But what I do know, is that as hatred perpetuates, so does the muscularity of my Jewish pride, onstage and off; and an extension of that is the calling to do plays that speak to these themes. To have audiences know these people I portray— and those they represent.
It is a Jewish belief that souls are with us as long as they are remembered; specifically remembered by name (one of the many reasons we name our children after the departed, and why we speak the names of the departed aloud so often). Audiences might not know Rachelka and those like her without plays like Our Class and actors like myself to bring them to life.
It feels like a very real mitzvah to tell
these stories.
I think with difficult material there is a
tendency to indicate to the audience that you must watch with great
seriousness. But that actually [prevents you from] entering into the
space with the same open heart that we hopefully walk through life with.
What Igor captures so beautifully is that difficult things happen
alongside joy. Through all the seriousness, there's love and humor and
ribbing each other. If we don't laugh and love, we're not honoring the
people in these stories. I don't
think Americans fully grasp that everywhere else on Earth, Judaism is
not merely a religion. It is also an enth-religion, a culture, and in many parts of the
world, it is related to blood: to racial identity, for better and for worse. I'm a
"successful" American assimilation story on some levels. My ancestors
were able to shed all of the accouterments of their visible Jewishness
and become Americans.
Perhaps that robbed me of countless Shabbats and Hanukkahs and prayers. But through my theatrical life, I
can reclaim sacred traditions. There's something about the theatre that
shares ritualistic sanctity with, in my experience, Jewish traditions.
Why is this night different from all other nights? Because tonight we're
doing the play. Rituals say that this moment is distinct and sacred
from the moment that comes before and the moment that comes after.

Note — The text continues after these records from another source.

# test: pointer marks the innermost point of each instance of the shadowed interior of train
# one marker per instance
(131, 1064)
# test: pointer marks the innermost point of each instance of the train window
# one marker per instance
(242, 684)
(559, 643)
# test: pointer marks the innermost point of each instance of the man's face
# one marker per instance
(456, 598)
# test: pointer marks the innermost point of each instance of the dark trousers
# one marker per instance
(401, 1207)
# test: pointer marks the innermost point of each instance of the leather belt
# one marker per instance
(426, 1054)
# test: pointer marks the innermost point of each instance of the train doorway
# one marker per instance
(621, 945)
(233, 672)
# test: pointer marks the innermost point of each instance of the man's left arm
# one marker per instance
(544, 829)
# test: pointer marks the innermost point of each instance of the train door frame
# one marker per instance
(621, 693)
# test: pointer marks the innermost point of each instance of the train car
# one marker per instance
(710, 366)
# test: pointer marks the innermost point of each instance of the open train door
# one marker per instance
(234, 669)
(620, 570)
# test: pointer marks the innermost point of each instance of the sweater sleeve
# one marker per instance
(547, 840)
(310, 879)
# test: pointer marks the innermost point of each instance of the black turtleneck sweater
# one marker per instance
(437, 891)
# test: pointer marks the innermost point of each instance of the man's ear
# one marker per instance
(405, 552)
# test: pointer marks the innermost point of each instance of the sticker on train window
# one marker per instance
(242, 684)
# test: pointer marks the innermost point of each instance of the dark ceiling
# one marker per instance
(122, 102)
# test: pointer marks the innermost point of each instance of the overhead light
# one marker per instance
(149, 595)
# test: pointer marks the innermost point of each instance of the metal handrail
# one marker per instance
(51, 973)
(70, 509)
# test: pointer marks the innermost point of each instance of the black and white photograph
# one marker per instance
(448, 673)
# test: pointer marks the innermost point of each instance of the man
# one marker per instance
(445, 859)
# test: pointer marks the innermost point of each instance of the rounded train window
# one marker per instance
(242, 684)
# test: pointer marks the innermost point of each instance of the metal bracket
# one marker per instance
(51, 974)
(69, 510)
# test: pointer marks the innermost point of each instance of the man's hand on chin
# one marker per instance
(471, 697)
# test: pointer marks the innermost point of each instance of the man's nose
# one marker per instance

And
what is theatre if not that?
Plays about the past can
make us very complacent as theatre-makers and as audiences. But this
isn't a play about the past at all. This is who we are.
The second act
of Our Class could almost be subtitled, "How they lived with
what they did." Some of them didn't do very well—even though they
survived, they were not fully alive.
One other thing that I've been
thinking about a lot is how, for a lot of the late 20th century and
early 21st century, art started to exclusively focus on victim stories.
Not that that isn't important. But by failing to focus on the
perpetrators, we fail to be exposed to how we might be like them. Both
these plays focus on the humanity and inhumanity of people just like us
who behave in monstrous ways. It's art's purpose to show us these
corners of humanity.
I think it's incredibly important, especially now,
to see that in "them" there's a whole lot of "us."
For now, all that’s left is chalk dust, memories, and gratitude.